The road was built along some of the old rail route and each time I drive to Khao Laem I think about the hundreds of thousands of conscripted slave laborers brought in to build the railway must have suffered in the wet, hot, malarial ridden bamboo forests. These challenges along with the rugged terrain are what have helped keep this very western part of Thailand so sparsely populated, with only one or two small towns dotting the province, inhabited by ethnic groups such as Mon and Karen who fought alongside the British in the war.
Khao Laem is one of 17 protected areas that form the Western Forest Complex, a sprawling 20,000 km wilderness which has its heart the Huai Kha Khaeng-Thing Yai World Heritage Site. Being on the convergence of three bio-geographical zones, this complex has the highest diversity of carnivores anywhere on the planet. From small civets, through Dhole (Asian Wild Dogs), two species of bears, five species of small cats, leopards, clouded leopards, and the Indochinese tiger all call this forest home. With most wildlife surveys confined to the more easily accessible and better known sites, many parks in the Western Forest Complex have had little in the way of ecological research, and there remain large gaps in our understanding of how many wildlife species utilise the landscape.
Although many parks have been around for a long time, Khao Laem was only designated a National Park in 1987, a lack of resources and clear understanding of their importance has led to encroachment and infrastructure projects which have fragmented the habitat and made it difficult for wildlife to disperse to other areas. This has led to human-wildlife conflict in some areas, especially involving Asian Elephants, which regularly raid crops planted by farmers who have invaded the flatter land in the valleys.
As businesses explore opportunities to connect Thailand and China to the Indian Ocean though Myanmar, new roads and railways are being planned as a land bridge to facilitate the transport of shipping containers. This will reduce shipping times by three days as cargo will no longer will need to pass via Singapore.
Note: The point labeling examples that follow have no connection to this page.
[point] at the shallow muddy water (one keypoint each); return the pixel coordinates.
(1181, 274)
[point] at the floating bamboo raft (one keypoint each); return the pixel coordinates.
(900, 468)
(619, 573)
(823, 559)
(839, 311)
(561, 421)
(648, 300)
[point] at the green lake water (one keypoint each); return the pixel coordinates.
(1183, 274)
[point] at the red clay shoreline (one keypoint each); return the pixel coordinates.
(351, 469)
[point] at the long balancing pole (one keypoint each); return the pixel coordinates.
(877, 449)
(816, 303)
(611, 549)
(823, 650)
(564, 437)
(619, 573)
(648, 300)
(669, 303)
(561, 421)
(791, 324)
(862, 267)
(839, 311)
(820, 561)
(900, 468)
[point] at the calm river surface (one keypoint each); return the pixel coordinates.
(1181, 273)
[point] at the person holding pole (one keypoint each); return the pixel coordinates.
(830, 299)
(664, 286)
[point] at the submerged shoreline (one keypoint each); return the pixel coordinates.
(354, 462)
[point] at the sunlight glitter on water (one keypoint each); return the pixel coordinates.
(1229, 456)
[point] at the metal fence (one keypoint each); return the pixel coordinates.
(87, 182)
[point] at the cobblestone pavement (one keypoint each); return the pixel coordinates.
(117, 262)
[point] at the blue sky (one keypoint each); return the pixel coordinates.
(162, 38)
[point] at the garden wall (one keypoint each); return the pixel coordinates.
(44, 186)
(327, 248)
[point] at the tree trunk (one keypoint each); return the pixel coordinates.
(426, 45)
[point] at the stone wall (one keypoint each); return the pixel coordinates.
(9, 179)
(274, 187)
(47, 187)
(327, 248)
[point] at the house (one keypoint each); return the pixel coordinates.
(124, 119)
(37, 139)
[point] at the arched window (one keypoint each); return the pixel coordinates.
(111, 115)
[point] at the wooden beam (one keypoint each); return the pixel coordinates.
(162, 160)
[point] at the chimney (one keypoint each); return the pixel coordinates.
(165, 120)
The Chinese belt and road initiative (BRI) will have profound environmental and social impacts as it surgically transects Indochina. So, obtaining an understanding of where wildlife lives is essential to prove how important this habitat is for endangered species such as tigers. Armed with such information, the Department of National Parks, Wildlife, and Plant Conservation will be able to defend important habitats which may hopefully mean roads and railways will be routed through less critical habitat and at the very least wildlife crossings can be integrated into construction plans, such as been successfully implemented in other parts of Thailand.
Our work in Khao Laem has just started, but we have already documented three large felines in the park. The tigers share their habitat with smaller cats, all these predators remain at risk from poachers who have been photographed during our surveys in exactly the same locations. The hard working park rangers patrol daily with each team patrolling 15 days per month, which in this rugged terrain is extremely arduous. The aims in our project are to learn where the tigers live, start to understand their habits, and plan for a more detailed survey which will give an estimate of how many tigers live per 100 square kilometres, which is a standard comparative measurement. By sharing information with other adjoining parks we are able to compare the tigers photographed of to learn if they are transient, or resident.
We are supporting patrol supplies, technical equipment, and helping review patrol data to see where gaps exist and how these can be plugged to minimise poaching. The park management would like more training for the rangers, both in enforcement tactics and investigations, as we know from a poacher arrested in an adjoining park – affluent hunters even travel from Bangkok to hunt large carnivores. We are looking for further support to help him with this.
For now the race is on, to protect the tigers while proving the importance of this park before the poachers clear out those remaining, which over the last two years have been exterminated in Vietnam, Cambodia, and Lao PDR. We also need to help mitigate any infrastructure which may reduce the tiger’s habitat, or that prevents them from moving around this last wilderness in mainland Southeast Asia. Time is very short for the Indochinese tiger, and so projects such as this which bring together zoos, NGOs, and governments in a concerted effort to save the last tigers are almost their last chance.